À l’approche des fêtes, j’ai eu envie d’aborder cette question sous un autre angle. Sur Le Paternel, j’ai publié un article à propos de l’impact très concret de l’IA sur l’éducation des enfants. Un texte motivé par mon rôle de parent, nourri par la science du développement des enfants, et croisé avec mon expertise des usages de l’IA.


“Laisse l’IA tranquille, veux-tu ?” – Vue d’artiste IA


4 fondamentaux de l’éducation mis à l’épreuve de l’IA



Pour les enfants d’aujourd’hui, obtenir une réponse, une image ou un texte généré par une IA est déjà une évidence. Ce qui relevait il y a peu de la science-fiction est devenu la nouvelle normalité. Reste à comprendre comment ce contexte transforme les expériences fondamentales sur lesquelles un enfant se construit.

Quatre principes éducatifs, bien connus mais souvent implicites, se retrouvent particulièrement mis à l’épreuve :

  1. Le désir, d’abord, se construit dans l’attente, l’imperfection et parfois un léger inconfort. Quand grâce à l’IA tout devient immédiatement accessible, l’envie de créer risque de ne même plus avoir le temps de se former. Génération blasée ?
  2. Construire sa pensée autonome, ensuite, ce n’est pas demander une réponse, c’est essayer, hésiter, formuler une compréhension personnelle. L’IA fournit des réponses rapides et bien formulées, mais peut court-circuiter le moment où l’enfant cherche par lui-même.
  3. Vient ensuite la tolérance à l’effort. Les apprentissages durables passent par la répétition, l’erreur et la persévérance. En rendant des résultats immédiats et propres, l’IA peut rendre cet effort moins visible, voire secondaire.
  4. Enfin, apprendre la relation à l’autre passe par accepter des échanges parfois frustrants, des interlocuteurs pas toujours conciliants. Les échanges avec une IA sont fluides et toujours ajustés. Les relations humaines, elles, ne le sont pas.

L’article publié sur Le Paternel ne se contente pas de poser ces constats. Il propose aussi des pistes très concrètes pour atténuer ces risques, avec ou sans intelligence artificielle. Car l’enjeu n’est pas tant l’outil que la place qu’on lui donne. L’IA peut court-circuiter certaines expériences fondatrices… mais elle peut aussi, utilisée avec intention, les prolonger ou les renforcer.

Au fond, il ne s’agit pas de protéger les enfants de l’IA, mais de s’assurer de continuer à leur offrir ce dont ils ont besoin pour grandir.



Ces fondamentaux valent aussi pour l’entreprise



Ces principes de développement ne s’arrêtent pas à l’enfance.
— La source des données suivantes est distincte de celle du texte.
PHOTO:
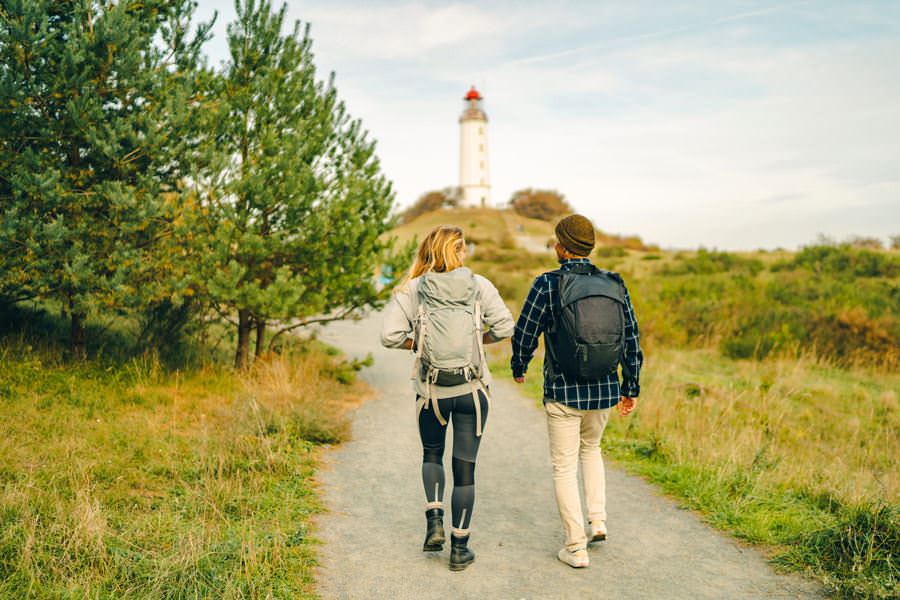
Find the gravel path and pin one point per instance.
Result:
(372, 534)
Ils éclairent très directement ce que l’IA est déjà en train de transformer dans les organisations.

Quand produire des réponses devient facile, la valeur ne se situe plus dans l’exécution rapide, mais dans la capacité à vouloir s’attaquer à des problèmes qui méritent réellement d’être résolus. Sans désir, on produit des livrables. Avec du désir, on crée du sens.
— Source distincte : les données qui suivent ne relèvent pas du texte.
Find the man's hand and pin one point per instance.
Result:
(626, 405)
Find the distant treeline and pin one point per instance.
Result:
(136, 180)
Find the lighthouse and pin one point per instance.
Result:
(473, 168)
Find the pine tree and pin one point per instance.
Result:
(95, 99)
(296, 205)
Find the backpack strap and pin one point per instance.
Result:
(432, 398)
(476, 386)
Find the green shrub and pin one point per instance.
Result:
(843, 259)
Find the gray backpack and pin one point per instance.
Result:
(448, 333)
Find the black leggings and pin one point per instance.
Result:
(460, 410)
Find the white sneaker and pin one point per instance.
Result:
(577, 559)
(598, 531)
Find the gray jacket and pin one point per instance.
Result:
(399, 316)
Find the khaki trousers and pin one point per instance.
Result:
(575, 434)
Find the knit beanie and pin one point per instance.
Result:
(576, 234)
L’intelligence sait répondre, parfois mieux et plus vite que nous. Mais l’IA ne doit pas penser à notre place. Structurer un problème, poser les bonnes questions, douter d’un résultat, arbitrer entre plusieurs options restent des compétences humaines clés. De même, si l’IA rend les résultats propres et immédiats, le travail de fond demeure : comprendre un contexte, affiner une analyse, aller au bout d’un raisonnement. Sans expérience ni goût de l’effort intellectuel, il devient difficile d’évaluer la qualité de ce que produit une machine.

Enfin, les outils conversationnels peuvent faciliter les échanges, mais ils ne remplacent pas la relation humaine. Le collectif se construit dans la discussion réelle, les désaccords et les ajustements, pas dans des boucles auto-validantes.

À l’heure de l’IA, déployer ces outils sans perdre de vue ces fondamentaux est essentiel pour éviter leurs écueils. C’est à cette condition que l’IA reste un levier de décision et de création, plutôt qu’un facteur de déresponsabilisation individuelle et collective.